The Columbia T-23, or Columbia T23, is an American sailboat that was designed by Australian Alan Payne and first built in 1973. The "T" designation indicates that the boat is designed to be trailerable.

==Production==
The design was built by Columbia Yachts in the United States, from 1973 until 1977, with 400 boats completed, but it is now out of production.

The molds were widely reused to build other boats and led to the Coronado 23-2, the Charger 23, Corsair 23 and the Lancer 25. Copies were also built by Bayliner, US Yachts and Pearson Yachts.

==Design==
The Columbia T-23 is a recreational keelboat, built predominantly of fiberglass, with wood trim. It has a masthead sloop rig, a raked stem, a reverse transom, a transom-hung rudder controlled by a tiller and a fixed shoal draft fin keel. It displaces 2300 lb and carries 810 lb of lead ballast.

The boat has a draft of 1.08 ft with the standard keel, allowing beaching or ground transportation on a trailer.

The boat is normally fitted with a small 3 to 6 hp outboard motor for docking and maneuvering.

The design has sleeping accommodation for four people, with a double "V"-berth in the bow cabin and two straight settee quarter berths in the main cabin. The galley is located on both side just aft of the bow cabin. The galley is equipped with a sink and an optional stove. The optional head is located centered under the bow cabin "V"-berth. Cabin headroom is 51 in. The fresh water tank has a capacity of 5 u.s.gal.

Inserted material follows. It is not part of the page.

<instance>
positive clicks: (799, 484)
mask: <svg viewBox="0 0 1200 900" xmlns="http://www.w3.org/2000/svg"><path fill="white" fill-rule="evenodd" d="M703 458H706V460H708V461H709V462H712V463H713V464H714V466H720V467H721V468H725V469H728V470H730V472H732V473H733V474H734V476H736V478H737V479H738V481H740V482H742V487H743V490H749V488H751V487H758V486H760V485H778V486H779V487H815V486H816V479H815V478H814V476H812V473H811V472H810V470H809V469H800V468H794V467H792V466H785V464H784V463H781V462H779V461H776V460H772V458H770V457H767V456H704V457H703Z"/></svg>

The design has a PHRF racing average handicap of 264 and a hull speed of 6.0 kn.

==Operational history==
In a 2010 review Steve Henkel wrote, "here's another boat with a reverse transom in which the marketer has added in the "rump" to come up with boat length—which should be LOD, but is given as hull length. And so once again we cut this boat down to size, in this case 21' 10" instead of the claimed 22! 7". The Columbia T23 is said to be identical to the Coronado 23 Mk II, except for the gelcoat colors and cabin windows. This is understandable since in the 1970s the Whittaker Corporation owned both the Columbia and Coronado brands, and deemed that they could be intermingled. Best features: No notable features perceived by us. Worst features: Compared to her comp[etitor]s, the T23 has about the same shallow draft, but is the only vessel without a centerboard option. Consequently her upwind performance predictably will be the worst of the group—notwithstanding her PHRF rating. At least one owner reports that two drains in the aft end of the cockpit
are plumbed through the transom, but are close enough to the waterline so that when the boat heels with any significant weight in the cockpit, water will drain into the cockpit rather than out of it."